Home SantéC’est la vraie raison pour laquelle manger du pain provoque de l’inconfort chez de nombreuses personnes en Espagne

C’est la vraie raison pour laquelle manger du pain provoque de l’inconfort chez de nombreuses personnes en Espagne

by Sophie Martin

Publié le 2025-11-04 00:39:00. Près d’une personne sur dix dans le monde souffre de troubles digestifs et d’autres symptômes après avoir consommé du gluten ou du blé, même sans être atteinte de la maladie cœliaque ou d’une allergie. Une vaste étude révèle l’ampleur de cette sensibilité au gluten non coeliaque, un phénomène encore mal compris.

  • Environ 10 % de la population mondiale présente des symptômes après avoir mangé du gluten ou du blé, sans diagnostic de maladie cœliaque ou d’allergie.
  • Les symptômes les plus fréquemment rapportés sont les ballonnements, les troubles digestifs, la fatigue, les maux de tête et les douleurs articulaires.
  • Cette sensibilité non coeliaque au gluten/blé (NCGWS) est plus courante chez les femmes et souvent associée à l’anxiété, la dépression et le syndrome de l’intestin irritable.

Une étude menée par des hôpitaux universitaires de Leicester (Royaume-Uni) et publiée dans la revue Intestin, a examiné les données de 25 études impliquant près de 49 500 participants issus de 16 pays. Les chercheurs ont cherché à déterminer la prévalence de la sensibilité non coeliaque au gluten/blé (NCGWS), une affection caractérisée par des symptômes similaires à ceux de la maladie cœliaque, mais sans les mêmes mécanismes auto-immuns.

Le gluten, une protéine présente dans le blé, l’orge et le seigle, est responsable de l’élasticité des produits de boulangerie. Si la plupart des individus le tolèrent sans problème, il peut provoquer des effets indésirables chez certaines personnes, affectant leur digestion et leur bien-être général. La maladie cœliaque est une intolérance auto-immune au gluten qui endommage l’intestin grêle, entraînant une malabsorption des nutriments et divers symptômes. L’allergie au blé, quant à elle, se manifeste par une réaction immédiate du système immunitaire aux protéines du blé, pouvant aller de l’urticaire à des difficultés respiratoires.

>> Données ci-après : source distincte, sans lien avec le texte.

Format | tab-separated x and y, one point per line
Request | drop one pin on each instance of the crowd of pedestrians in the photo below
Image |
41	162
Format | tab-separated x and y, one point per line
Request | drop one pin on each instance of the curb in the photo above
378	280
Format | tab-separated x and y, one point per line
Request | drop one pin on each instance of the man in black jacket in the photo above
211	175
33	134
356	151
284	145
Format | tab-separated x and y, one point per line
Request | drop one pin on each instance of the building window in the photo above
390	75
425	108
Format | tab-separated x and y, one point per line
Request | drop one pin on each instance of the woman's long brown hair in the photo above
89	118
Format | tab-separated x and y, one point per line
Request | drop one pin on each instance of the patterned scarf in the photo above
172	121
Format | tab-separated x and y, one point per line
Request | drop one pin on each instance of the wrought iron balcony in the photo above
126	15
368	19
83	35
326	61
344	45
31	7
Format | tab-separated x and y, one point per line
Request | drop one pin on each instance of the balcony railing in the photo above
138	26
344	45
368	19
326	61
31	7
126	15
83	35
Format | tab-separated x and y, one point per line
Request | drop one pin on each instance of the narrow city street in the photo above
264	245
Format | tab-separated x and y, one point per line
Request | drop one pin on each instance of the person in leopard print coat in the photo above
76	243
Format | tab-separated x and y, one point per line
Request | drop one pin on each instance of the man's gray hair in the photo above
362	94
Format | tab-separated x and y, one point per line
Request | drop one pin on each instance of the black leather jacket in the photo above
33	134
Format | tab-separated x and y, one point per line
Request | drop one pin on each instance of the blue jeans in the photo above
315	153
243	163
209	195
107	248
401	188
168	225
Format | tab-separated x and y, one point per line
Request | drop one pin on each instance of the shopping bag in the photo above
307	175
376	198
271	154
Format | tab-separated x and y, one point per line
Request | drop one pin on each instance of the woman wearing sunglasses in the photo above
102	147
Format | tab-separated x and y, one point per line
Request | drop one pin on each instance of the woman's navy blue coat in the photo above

La NCGWS se distingue de ces deux affections. Elle se caractérise par des douleurs abdominales, des ballonnements, de la fatigue et un inconfort général qui s’améliorent avec l’élimination du gluten et du blé de l’alimentation. Selon l’étude, quatre personnes sur dix qui s’auto-diagnostiquent une sensibilité au gluten/blé suivent un régime sans gluten pour soulager leurs symptômes, souvent sans avis médical préalable.

Les symptômes les plus fréquemment signalés par les participants à l’étude sont les ballonnements (71 %), les troubles digestifs (46 %), les douleurs abdominales (36 %) et la fatigue (32 %). D’autres symptômes incluent la diarrhée, la constipation, les maux de tête et les douleurs articulaires. La NCGWS est significativement plus fréquente chez les femmes et est associée à l’anxiété, la dépression et le syndrome de l’intestin irritable.

Les auteurs de l’étude reconnaissent certaines limites, notamment la dépendance aux déclarations des participants concernant leur sensibilité au gluten/blé, ainsi que des difficultés à expliquer les variations de prévalence observées entre les différentes études. Ils soulignent néanmoins que la sensibilité au gluten/blé non coeliaque touche environ une personne sur dix dans le monde, avec des variations géographiques importantes et une forte association avec le sexe féminin, le mal-être psychologique et le syndrome de l’intestin irritable.